Osun State College of Technology
- Motto: Technology for sustainable development
- Type: Polytechnic
- Established: 12 October 1992
- Rector: Dr.Samson Akinbamide Adegoke
- Location: Esa-Oke, Osun, 233130, Nigeria
- Campus: Rural;
- Language: English
- Website: oscotechesaoke.edu.ng

= Osun State College of Technology =

Tertiary learning institution in Esa-Oke, Osun State, Nigeria

Osun State College of Technology (OSCOTECH) is a tertiary learning institution in Esa-Oke, Osun State, Nigeria.

The college was formerly a satellite campus of the Ibadan Polytechnic.
It became autonomous on 12 October 1992 when the Governor of Osun State, Isiaka Adetunji Adeleke, signed the law establishing the institution.
The Osun State College of Technology was acclaimed by the National Board for Technical Education (NBTE) as one of the fastest growing Polytechnic in Nigeria in 2000, and again in 2006.

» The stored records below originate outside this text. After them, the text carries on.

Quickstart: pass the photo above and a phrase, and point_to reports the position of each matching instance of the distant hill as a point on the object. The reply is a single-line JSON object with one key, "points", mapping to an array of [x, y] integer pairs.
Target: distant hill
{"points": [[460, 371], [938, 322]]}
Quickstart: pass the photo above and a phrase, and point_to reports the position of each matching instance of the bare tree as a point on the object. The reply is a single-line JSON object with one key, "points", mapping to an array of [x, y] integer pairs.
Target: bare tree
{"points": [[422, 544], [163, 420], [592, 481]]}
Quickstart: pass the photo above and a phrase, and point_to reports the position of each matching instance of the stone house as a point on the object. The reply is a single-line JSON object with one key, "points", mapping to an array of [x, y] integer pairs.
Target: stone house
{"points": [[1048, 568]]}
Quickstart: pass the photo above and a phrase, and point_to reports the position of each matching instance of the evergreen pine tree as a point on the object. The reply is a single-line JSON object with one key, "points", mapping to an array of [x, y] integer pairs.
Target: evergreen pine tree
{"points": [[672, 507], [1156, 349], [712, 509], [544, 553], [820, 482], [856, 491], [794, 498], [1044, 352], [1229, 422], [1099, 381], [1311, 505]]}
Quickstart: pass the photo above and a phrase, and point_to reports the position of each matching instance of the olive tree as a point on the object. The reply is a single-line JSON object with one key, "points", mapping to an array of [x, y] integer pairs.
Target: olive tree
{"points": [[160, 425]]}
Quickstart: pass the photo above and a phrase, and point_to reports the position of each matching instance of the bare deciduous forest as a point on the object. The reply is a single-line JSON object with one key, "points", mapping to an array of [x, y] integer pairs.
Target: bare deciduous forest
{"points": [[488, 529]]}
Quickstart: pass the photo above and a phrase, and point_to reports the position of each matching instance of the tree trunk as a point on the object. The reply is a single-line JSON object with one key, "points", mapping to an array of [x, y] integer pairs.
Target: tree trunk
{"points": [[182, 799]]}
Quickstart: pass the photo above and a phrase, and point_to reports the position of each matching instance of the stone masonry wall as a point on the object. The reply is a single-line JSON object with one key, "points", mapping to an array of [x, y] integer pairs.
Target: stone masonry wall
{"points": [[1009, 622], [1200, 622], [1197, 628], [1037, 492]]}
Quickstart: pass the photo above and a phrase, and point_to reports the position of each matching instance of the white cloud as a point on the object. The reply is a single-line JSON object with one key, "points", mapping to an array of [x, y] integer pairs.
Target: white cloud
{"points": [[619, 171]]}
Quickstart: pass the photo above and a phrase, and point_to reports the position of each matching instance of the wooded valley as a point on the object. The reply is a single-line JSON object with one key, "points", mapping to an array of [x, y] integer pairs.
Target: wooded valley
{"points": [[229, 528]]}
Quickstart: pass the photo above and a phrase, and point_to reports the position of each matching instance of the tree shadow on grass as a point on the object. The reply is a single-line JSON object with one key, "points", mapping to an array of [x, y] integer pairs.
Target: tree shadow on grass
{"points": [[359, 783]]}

== List of Courses offered ==

- Accounting
- Business administration
- Architecture
- Library and information science
- banking and finance
- Building technology
- Mass communication
- Computer science and computer engineering
- Multimedia technology
- Science laboratory technology
- Photography
- Marketing
- Office technology
- Taxation
- Art and design
- Statistics
- Quantity survey
- Electrical engineering
- Electronic engineering.

== Request for upgrade to university Technology ==
on 9 June the community and the King requested to the governor of the state then Gov Gboyega Oyetola to help in upgrading the school to Science and Technology university.

== Governing council ==
Osun state governor Ademola adeleke in 2023 sworn in the 9th governing council of the school. The chairman of the council is prince Diran Odeyemi.

== Matriculation ==
On 16 March the school matriculate 3977 newly admitted students into the different faculty in the school.